One day that was also the first day of my monthly cycle, I came to work feeling terrible. I parked in a no-no spot because, frankly, I did not care. I also parked there because I was certain I’d be asking my boss for the rest of the day off based on how I felt.

Cue a message from the insurance guy, who literally had nothing better to do than spy on his spaces.

Cue my boss sending me a message about how Allstate Junior wanted me to move my car.

Cue my response: Screw the insurance guy.

I got up, moved my car, took pain medications, and worked the rest of the day. Incident forgotten -or so I thought.
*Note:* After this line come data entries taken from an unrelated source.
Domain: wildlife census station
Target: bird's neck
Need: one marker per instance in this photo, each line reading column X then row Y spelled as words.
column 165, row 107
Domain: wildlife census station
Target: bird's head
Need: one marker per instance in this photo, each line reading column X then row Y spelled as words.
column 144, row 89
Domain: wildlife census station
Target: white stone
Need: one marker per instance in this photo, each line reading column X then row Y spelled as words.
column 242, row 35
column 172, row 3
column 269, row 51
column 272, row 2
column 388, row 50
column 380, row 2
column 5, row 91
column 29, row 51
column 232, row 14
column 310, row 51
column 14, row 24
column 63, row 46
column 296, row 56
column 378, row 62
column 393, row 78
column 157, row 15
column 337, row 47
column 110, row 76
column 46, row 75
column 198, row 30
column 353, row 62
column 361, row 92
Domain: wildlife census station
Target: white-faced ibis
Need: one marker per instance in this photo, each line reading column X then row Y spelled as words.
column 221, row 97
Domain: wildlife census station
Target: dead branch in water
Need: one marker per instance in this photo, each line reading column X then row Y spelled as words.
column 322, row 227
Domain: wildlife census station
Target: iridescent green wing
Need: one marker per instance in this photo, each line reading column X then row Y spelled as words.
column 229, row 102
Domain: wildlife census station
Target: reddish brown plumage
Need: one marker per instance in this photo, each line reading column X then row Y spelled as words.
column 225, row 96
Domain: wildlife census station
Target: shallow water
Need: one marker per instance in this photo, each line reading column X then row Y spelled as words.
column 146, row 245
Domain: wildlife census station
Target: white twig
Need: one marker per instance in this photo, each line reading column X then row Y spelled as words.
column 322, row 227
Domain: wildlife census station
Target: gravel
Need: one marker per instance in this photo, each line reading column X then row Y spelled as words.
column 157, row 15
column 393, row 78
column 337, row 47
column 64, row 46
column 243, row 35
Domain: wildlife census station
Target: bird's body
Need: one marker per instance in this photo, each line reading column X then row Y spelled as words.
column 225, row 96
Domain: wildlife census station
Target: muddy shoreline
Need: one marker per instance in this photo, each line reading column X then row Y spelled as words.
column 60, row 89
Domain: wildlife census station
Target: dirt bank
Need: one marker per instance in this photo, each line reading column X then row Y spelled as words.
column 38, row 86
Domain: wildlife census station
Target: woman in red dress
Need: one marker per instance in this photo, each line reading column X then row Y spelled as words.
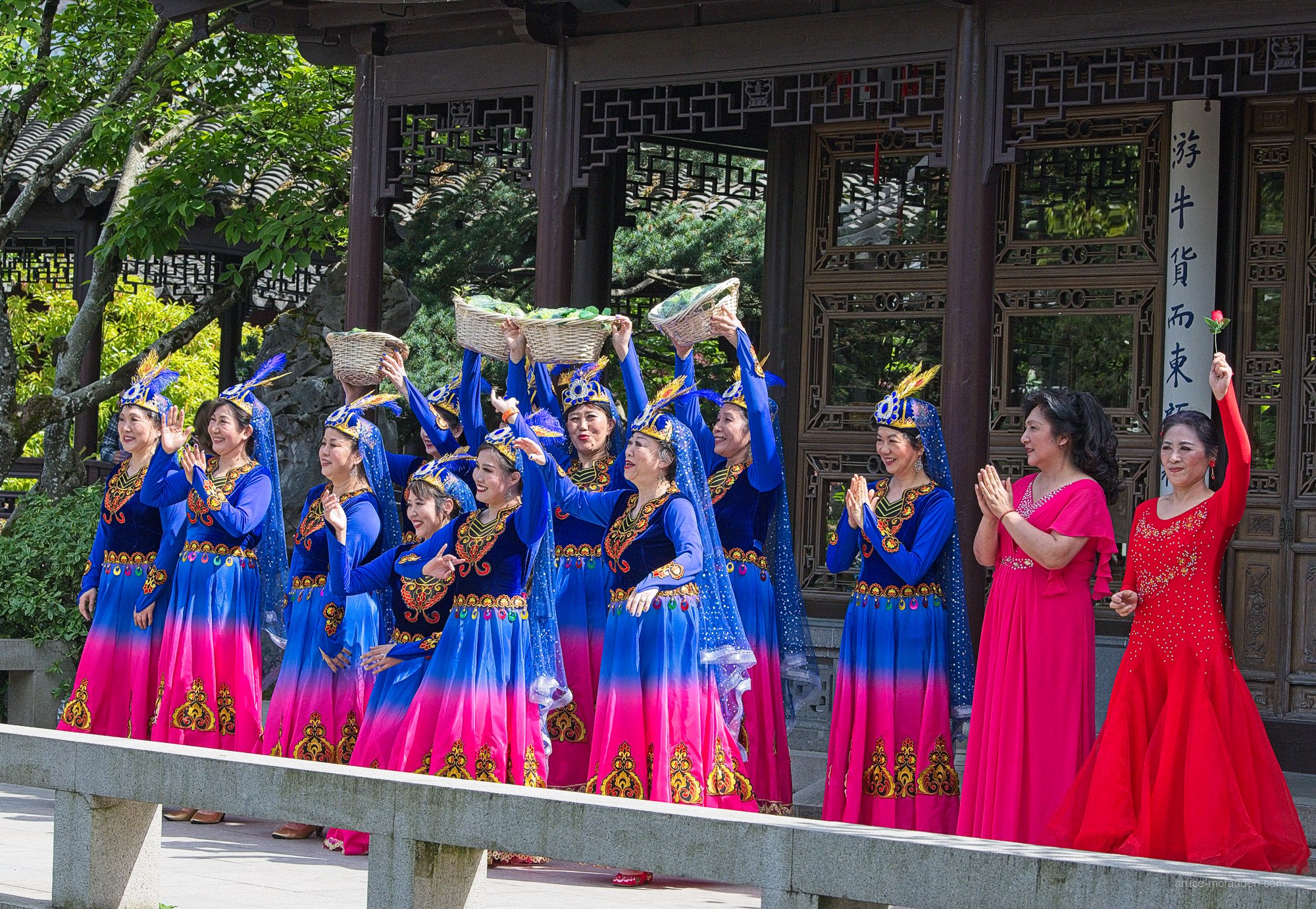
column 1182, row 768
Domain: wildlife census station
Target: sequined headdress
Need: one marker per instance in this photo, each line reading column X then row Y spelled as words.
column 736, row 393
column 584, row 388
column 542, row 422
column 898, row 409
column 244, row 393
column 349, row 418
column 439, row 475
column 149, row 382
column 653, row 421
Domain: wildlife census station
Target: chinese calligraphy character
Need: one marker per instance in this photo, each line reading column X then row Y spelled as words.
column 1186, row 149
column 1177, row 318
column 1178, row 357
column 1181, row 257
column 1182, row 201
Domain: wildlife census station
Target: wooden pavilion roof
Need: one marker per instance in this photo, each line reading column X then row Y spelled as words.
column 334, row 32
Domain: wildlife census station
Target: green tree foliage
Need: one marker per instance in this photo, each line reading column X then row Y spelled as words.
column 184, row 115
column 474, row 234
column 43, row 556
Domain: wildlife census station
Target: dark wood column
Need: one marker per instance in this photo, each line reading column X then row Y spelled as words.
column 785, row 226
column 365, row 211
column 967, row 350
column 88, row 425
column 555, row 164
column 231, row 335
column 593, row 267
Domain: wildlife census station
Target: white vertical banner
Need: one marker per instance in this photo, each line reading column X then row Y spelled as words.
column 1190, row 271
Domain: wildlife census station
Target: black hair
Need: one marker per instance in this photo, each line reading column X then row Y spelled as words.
column 671, row 451
column 243, row 418
column 155, row 418
column 1201, row 426
column 1081, row 417
column 428, row 490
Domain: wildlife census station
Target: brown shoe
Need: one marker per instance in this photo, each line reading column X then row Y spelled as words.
column 297, row 831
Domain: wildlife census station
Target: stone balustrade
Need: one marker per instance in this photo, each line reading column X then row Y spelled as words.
column 430, row 837
column 32, row 700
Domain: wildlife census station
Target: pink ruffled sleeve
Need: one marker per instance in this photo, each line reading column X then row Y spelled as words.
column 1082, row 513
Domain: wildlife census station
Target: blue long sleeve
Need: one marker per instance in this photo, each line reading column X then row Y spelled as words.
column 442, row 439
column 469, row 401
column 532, row 518
column 684, row 531
column 352, row 579
column 402, row 467
column 936, row 523
column 245, row 511
column 518, row 384
column 174, row 534
column 363, row 531
column 844, row 548
column 765, row 469
column 686, row 410
column 165, row 481
column 544, row 396
column 595, row 507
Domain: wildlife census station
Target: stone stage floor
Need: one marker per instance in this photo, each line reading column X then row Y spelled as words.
column 238, row 863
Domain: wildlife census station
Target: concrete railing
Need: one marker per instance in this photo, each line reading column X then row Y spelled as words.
column 431, row 834
column 31, row 700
Months -YES, MONTHS!- later, our boss quit. A woman named Jadis* took over, since she’d been in no position that should have been promoted but we later learned the whole team was being phased out so the head people at our company really didn’t care.

Jadis decided that she should meet with each of us. She said it was a way to get to know everyone; she probably added some tripe about team unity or whatnot. I didn’t know her very well and entered the meeting in good faith.

How little I knew.

That meeting was the worst I’ve ever had -and I’ve been fired whilst pregnant (another story, another time). Jadis proceeded to tell me that I had a terrible attitude as an employee and that I wasted time. She showed me the message I had sent to our team lead all those months ago. She explained that I would be logging every half hour each day to show I wasn’t wasting company time. She made it clear that I was on thin ice and had better shape up.

I was shocked. Yes, what I had typed about the insurance guy was immature and inappropriate. No one said anything at the time, so I thought it done and over with. Just to be sure, I tracked down our former boss and asked him. I apologized to him. No, he told me, he hadn’t been offended. Yes, he’d completely forgotten it.

Jadis, meanwhile, made my work life hell. No one had any work to do, yet I (alone) had to log my productivity. I made up things like, “verified accuracy of past files,” or “organized workspace.” I even wrote when I used the bathroom or ate lunch.

It was a double slap to the face, considering that one of the other employees had not been clocking out for lunch, had been reported by everyone, and had yet to be reprimanded or fired.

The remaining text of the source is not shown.